Army Combat Medic Uniform

Army Combat Medic Uniform

Army medics are extremely valuable. Combat medics have improved the survival rate of soldiers to 90% compared to less than 70% in World War II with increased training, better medical equipment, and more armor than in previous years. However, many medics still get shot down, leaving platoons of men vulnerable to hemorrhaging and death from blood loss, the number one cause of battlefield deaths. Do medics need more armor and safety?

What is a Combat Medic?

Combat medics come in all shapes and sizes. Every branch of the military between navy, army, air force, coast guard, and marines have their own training requirements for their medical personnel. Army medics and civilian EMS are not so different. The main difference is army medics undergo more training, especially with more combat-specific wounds.

 

Combat medics are able to inoculate, take patient histories, give CPR, bandage wounds, and stabilize broken bones. Medics also focus on dressing and sterilizing wounds, prepping wounded soldiers for triage and evacuation, administering IVs, and taking vital signs. When they come home, medics often go back to school to further their medical careers; the time spent in service looks good on a resume.

Current Protection

The protection of army medics has vastly improved over the years as all body armor has. However, the death rate of deaths is still too high. On the Vietnam Memorial wall, over 2,000 medic and navy corpsmen names are listed. From the start of the Iraq and Afghanistan wars to 2009, 220 medical personnel were lost.

 

A combat medic in the Army carries an M4 rifle and M9 pistol, a MOLLE vest with full combat load of 210 rounds, the Improved Outer Tactical Vest or the IOTV body armor, the Army combat uniform and the Advanced Combat Helmet. Major upgrades were made to the IOTV to improve weight, mobility, and protection though it is still lacking. It is designed to prevent penetration of bullets, knives, and explosion fragments to vital areas of the torso. The vest also has attachments to protect groin, neck, and biceps. However, while the back padding is designed to lessen the impact of fragments from explosions, it does not protect well against bullets or knives. The vest is also heavy, almost to the point of being a liability in combat. With 30 to 35 pounds to carry around, a medic with all of their equipment could be hampered from moving quickly to help soldiers or moving to safety.

Upgrading Their Armor

Some of the best ways to improve upon this armor would be to create lighter armor using different materials. New prototypes of body armor using laser cut fabrics and ceramic plates could be the answer. Medic armor should also be extremely adaptable so that combat medics will have easy access to the materials they need. The army and commercial companies work to produce belts and pouches that easily clip to the existing body armor so that medics take only what they need. Helmet improvements are also being made to increase protection, reduce weight, and add jaw protection, eye protection, and better night vision.

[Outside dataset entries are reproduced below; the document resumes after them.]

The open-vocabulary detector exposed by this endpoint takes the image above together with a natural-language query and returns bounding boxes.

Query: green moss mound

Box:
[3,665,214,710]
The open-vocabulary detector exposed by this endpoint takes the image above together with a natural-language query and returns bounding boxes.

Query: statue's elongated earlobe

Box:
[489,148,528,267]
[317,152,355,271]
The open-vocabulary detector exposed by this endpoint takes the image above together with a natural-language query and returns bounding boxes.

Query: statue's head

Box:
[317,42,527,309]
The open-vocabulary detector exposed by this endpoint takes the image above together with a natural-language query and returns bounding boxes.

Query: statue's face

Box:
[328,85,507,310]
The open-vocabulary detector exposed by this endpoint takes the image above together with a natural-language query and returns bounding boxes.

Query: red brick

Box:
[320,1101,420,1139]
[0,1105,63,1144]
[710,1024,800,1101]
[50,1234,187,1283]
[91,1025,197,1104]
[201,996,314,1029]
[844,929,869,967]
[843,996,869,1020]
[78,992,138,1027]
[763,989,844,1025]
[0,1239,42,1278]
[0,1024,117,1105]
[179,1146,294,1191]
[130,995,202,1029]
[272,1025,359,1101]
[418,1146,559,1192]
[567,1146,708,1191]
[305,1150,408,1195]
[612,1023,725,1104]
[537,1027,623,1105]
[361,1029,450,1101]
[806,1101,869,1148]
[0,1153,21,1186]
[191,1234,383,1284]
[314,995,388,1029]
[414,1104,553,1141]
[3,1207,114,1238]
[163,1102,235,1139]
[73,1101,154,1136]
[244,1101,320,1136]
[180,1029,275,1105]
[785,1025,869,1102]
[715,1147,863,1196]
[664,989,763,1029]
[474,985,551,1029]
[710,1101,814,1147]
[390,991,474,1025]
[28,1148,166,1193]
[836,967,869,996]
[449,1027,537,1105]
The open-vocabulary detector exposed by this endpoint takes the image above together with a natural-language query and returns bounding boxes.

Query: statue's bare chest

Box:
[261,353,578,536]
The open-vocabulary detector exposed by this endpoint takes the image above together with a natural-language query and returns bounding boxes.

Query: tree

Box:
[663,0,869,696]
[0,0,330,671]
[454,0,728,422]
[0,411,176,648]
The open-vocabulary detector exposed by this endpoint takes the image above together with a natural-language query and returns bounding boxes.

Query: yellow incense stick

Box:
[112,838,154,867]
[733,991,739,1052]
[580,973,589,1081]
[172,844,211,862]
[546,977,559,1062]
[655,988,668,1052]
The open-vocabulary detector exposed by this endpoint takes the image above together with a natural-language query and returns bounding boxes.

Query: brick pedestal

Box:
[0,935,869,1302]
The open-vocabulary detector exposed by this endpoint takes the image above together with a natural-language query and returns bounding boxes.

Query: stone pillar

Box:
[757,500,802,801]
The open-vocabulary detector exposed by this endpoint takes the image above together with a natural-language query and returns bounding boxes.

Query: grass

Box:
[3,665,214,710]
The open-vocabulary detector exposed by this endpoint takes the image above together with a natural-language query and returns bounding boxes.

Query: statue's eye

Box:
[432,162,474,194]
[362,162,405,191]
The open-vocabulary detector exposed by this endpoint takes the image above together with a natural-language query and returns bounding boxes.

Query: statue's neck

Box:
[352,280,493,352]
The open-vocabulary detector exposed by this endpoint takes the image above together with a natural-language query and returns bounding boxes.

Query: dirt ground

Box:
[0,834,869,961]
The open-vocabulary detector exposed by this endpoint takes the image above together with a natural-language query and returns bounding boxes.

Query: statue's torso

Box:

Army medics need armor to help keep them safe just like other military members. The Army continues making advancements such as a tourniquet belt that is standard to every soldier’s’ pack and can be inflated by air. Technologies such as these can help reduce casualties and give more time for the medic to address other soldier’s wounds. It also gives more ability to focus on pulling wounded soldiers to safety and evacuating them to a clinic. More armor and safety technology means saving more combat medics, helping save their lives so they can save more lives.